In September, two weeks into the new term, Sam had a cold. Nothing spectacular, just a bit chesty. ‘Probably just needs to cough’ we said as we popped our little darling onto the taxi and waved him off.

I swear, those words will be etched onto my tombstone. Just before home-time school called for us to pick him up, his breathing was noisy and he wasn’t happy.

We didn’t make it to school; the next call, minutes later, had us heading to the hospital to meet him there.

Cursing ‘he just needs to cough’, we arrived at resus and froze.

Sam surrounded by medics, monitors screaming, oxygen horribly low. My baby couldn’t even cry, he was working so hard just to breathe. Maternal autopilot kicked in, as I comforted him while the Dr’s worked.

Suddenly he took a huge breath in and screamed the place down, the Dr looked a little surprised as I said “Oh thank God for that!”. A child making that much noise is a child who is breathing properly again.
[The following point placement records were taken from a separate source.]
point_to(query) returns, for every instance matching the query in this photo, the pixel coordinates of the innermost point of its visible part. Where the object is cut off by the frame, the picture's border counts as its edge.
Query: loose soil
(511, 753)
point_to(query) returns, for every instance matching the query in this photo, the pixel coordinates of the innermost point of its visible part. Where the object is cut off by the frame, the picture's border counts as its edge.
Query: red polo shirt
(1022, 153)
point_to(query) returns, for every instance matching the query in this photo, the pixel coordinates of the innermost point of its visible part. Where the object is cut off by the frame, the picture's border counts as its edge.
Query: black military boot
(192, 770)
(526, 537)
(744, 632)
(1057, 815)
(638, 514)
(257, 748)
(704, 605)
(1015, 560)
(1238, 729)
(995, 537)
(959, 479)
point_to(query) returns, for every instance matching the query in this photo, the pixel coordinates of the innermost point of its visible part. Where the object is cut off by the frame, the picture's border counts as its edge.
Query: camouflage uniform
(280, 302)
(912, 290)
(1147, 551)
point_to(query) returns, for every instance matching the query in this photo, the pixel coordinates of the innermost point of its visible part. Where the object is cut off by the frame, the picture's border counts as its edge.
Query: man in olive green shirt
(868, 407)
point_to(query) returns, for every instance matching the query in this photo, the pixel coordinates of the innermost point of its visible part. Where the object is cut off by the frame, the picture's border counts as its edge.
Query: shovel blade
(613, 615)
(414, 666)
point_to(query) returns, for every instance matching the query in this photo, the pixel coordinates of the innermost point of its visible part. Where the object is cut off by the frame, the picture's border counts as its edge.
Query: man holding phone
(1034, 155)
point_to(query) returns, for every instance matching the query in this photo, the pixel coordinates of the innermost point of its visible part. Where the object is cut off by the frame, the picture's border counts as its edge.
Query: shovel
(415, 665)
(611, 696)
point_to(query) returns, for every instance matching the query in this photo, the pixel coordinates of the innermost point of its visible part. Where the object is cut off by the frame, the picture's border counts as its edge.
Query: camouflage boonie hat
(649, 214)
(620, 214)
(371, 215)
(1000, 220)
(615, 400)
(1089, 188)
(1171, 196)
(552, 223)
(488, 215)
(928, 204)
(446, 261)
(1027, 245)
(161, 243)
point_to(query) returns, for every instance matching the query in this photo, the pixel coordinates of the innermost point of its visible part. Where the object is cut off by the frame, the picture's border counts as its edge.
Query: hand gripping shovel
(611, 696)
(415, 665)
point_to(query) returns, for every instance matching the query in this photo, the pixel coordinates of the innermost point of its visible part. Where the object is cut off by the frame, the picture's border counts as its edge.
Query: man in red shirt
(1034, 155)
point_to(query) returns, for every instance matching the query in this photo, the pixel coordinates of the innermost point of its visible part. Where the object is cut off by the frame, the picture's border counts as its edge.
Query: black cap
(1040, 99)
Two nights on HDU followed before he was well enough to come home. And I was fine.

Until we took him a few days later to Smyths as a reward for bravery. I was fine, right up until I saw the scooters and bikes.

And then the room got very hot and suffocating, and I couldn’t see properly.

Like some sort of fragile sculpture, my calm, together exterior crumbled away at the sight of those bikes, toys my boy will never be able to play with.

And the horror of the past 5 days hit me like a tsunami. You see, when your child is that ill we retreat into defence mode – becoming hysterical in resus doesn’t help anyone least of all the child, so we hold it together.

SN parents have more than a little experience of seeing our children fighting for their lives, or dealing with painful and distressing procedures.

We’re not immune or numb to the events surrounding us; we hold those emotions back because at that moment the Dr’s need us to be calm and to keep out of their way, so that they can do their jobs and help our children.

But there are side effects to having to hold those powerful emotions at bay, and sometimes crumbling in a toy store is one of the inconvenient ways those emotions find a way to escape.